Here's a picture of my reality: Svea and I dropped off Paavo at his Summer "Book Buddies" class at 12:30PM, leaving us 3 hours to hang as a duo. After buying 50 bubble-filled CD mailing envelopes at Office Max, we crossed the parking lot so I could eat lunch at McDonalds. It was the France Ave McDonalds in Edina, and I must say it was exquisite, relaxing, and immaculate (unlike so many of its franchise brethren). My #2 Value Meal (super sized) was PERFECT. My iced tea was the ideal ratio of water to ice to tea. So I sat in air conditioned comfort surrounded by well-dressed business lunch patrons, gazing out the huge sparking glass windows watching a parade of sport utility vehicles cruise on by. In my left hand, I fed Svea some Cheerios and puffs as she sat in her stroller, and in my right hand I enjoyed my A+ lunch. Now I know this whole paragraph is totally profane in light of the situation in Darfur (let alone 100 blocks North in my previous neighborhood in North Minneapolis), but this lunch-time moment felt to me like a little window of relaxation and civility in a day filled with relentless parenting.
So, there in McDonalds, my mind wandered to questions of faith, society, God, and mortality. Earlier this Summer I was required to read Richard Rohr's book "Everything Belongs" to prepare for an event where I was to play music. The book was very powerful, and as I read it and struggled with it, Rohr anticipated every whine, criticism, and critique I could come up with, and addressed it specifically on the following page. It was like he knew what I was thinking as I read. Ultimately, I ended up siding with the author, and I think the entire experience with the book moved me into an even more open, accepting, monk-ey, and "zen" (whatever that means) place in my life and faith.Simultaneously, I've been struggling more and more with the problem of alcohol abuse in society. As most folks who know me personally already know, I've been a lifelong teetotaller (or as the kids like to say, "straight-edge, dude"), although I've never been public about it. So lately I've been wondering, what would happen if I talked about my personal choice in this matter in my daily life, or even in my songs? Hmmm...could be good, could be a disaster. Wikipedia tells me that my approach to it is called "abstentionism." I had no idea that anybody had ever categorized such things! So, I'm getting more squishy and liberal in some ways, and more hard-core and conservative in others.

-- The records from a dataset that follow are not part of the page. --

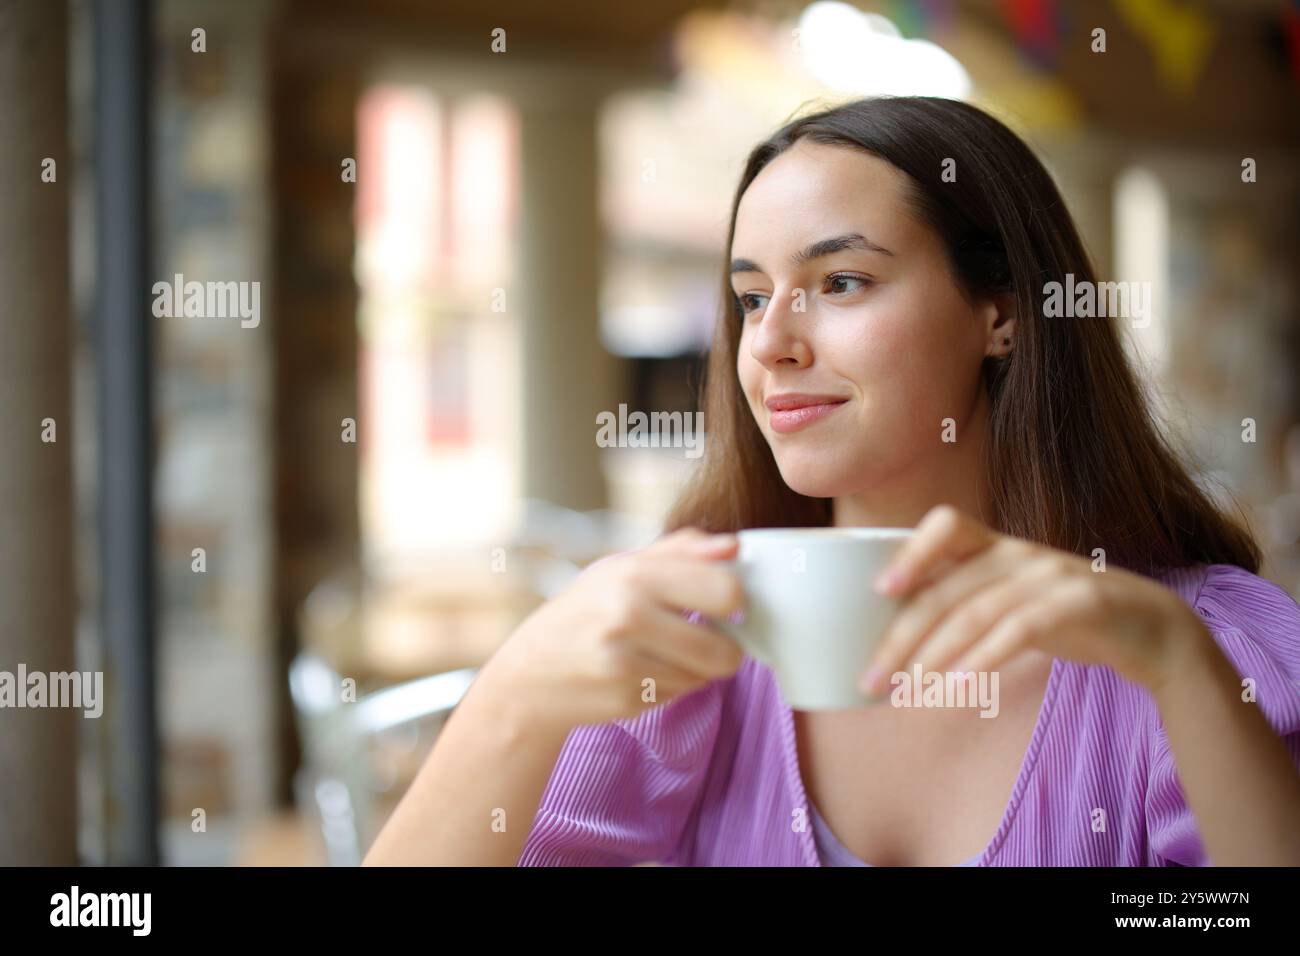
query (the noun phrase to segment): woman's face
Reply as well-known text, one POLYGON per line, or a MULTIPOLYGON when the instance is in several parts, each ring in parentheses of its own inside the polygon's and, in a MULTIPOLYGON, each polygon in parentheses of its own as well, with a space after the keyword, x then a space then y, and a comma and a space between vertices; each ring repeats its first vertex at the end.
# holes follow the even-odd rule
POLYGON ((800 494, 905 487, 952 462, 954 434, 979 438, 963 427, 983 409, 981 362, 1005 333, 993 330, 995 306, 962 297, 906 182, 874 156, 800 140, 741 197, 736 371, 800 494), (791 395, 785 404, 802 411, 782 410, 791 395))

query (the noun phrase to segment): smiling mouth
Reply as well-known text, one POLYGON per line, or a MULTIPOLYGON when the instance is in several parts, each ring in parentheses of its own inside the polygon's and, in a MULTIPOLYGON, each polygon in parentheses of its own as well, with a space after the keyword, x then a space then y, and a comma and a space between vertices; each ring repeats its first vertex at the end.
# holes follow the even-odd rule
POLYGON ((779 411, 773 409, 768 416, 768 422, 772 426, 772 431, 782 435, 789 434, 805 428, 813 422, 821 421, 827 415, 833 414, 835 409, 841 405, 847 404, 847 402, 848 399, 841 399, 812 405, 800 405, 798 408, 785 408, 779 411))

Also, I'm more and more weary of the paranoia running rampant in American Christendom. What do people think of me/us?!? Who should/shouldn't we be seen with?!? Somebody is trying to destroy us/me!!! What are we supposed to do?!? Aaauuuugh!
For example: yesterday I did a Google Blog Search on the just-completed LCMS National Lutheran Youth Gathering 'cause some of my musical friends were down there playing, and I wanted to read the word on the street/web. The search hits revealed to me that there's a war going on (and I wasn't aware of how widespread the struggle had become!) between "confessional" Lutherans and every other kind of person (I guess). Sigh. Here's a classic post from a guy who's glad his congregation skipped the LCMS National event so they could attend a MORE conservative youth event instead! Brother, it's a good thing you weren't in San Antonio last Summer with me and my denominational tribe at the ELCA Youth Gathering...you would've keeled over.
And here's another great blog courtesy of indie CCM-songwriter Shaun Groves about faith and fame. I think he's handling his situation with grace and class, but read some of those links, and a few of those comments...man, people sure do get their panties in a bundle.
Holy crap, America, can't we just relax?! This stuff is so silly compared to the life and death struggles all around us, in Iraq, in Africa, in North Minneapolis. I don't give a crap if you're a "confessional" anything or not...I'll push you out of ditch, give you my extra clothing, be sure you're fed, pull you drowning and drunk out of a lake (right Will?), play with your kids, sing you a song, give you a cup of cold water, change your diaper, sign my autograph, and share my cheeseburger, okay?
Dear Lord help us all. Like we say in church, "Come Lord Jesus," just to finally put an end to all this stupid crap.
Have you heard the newest Damone album? It's rocking my universe.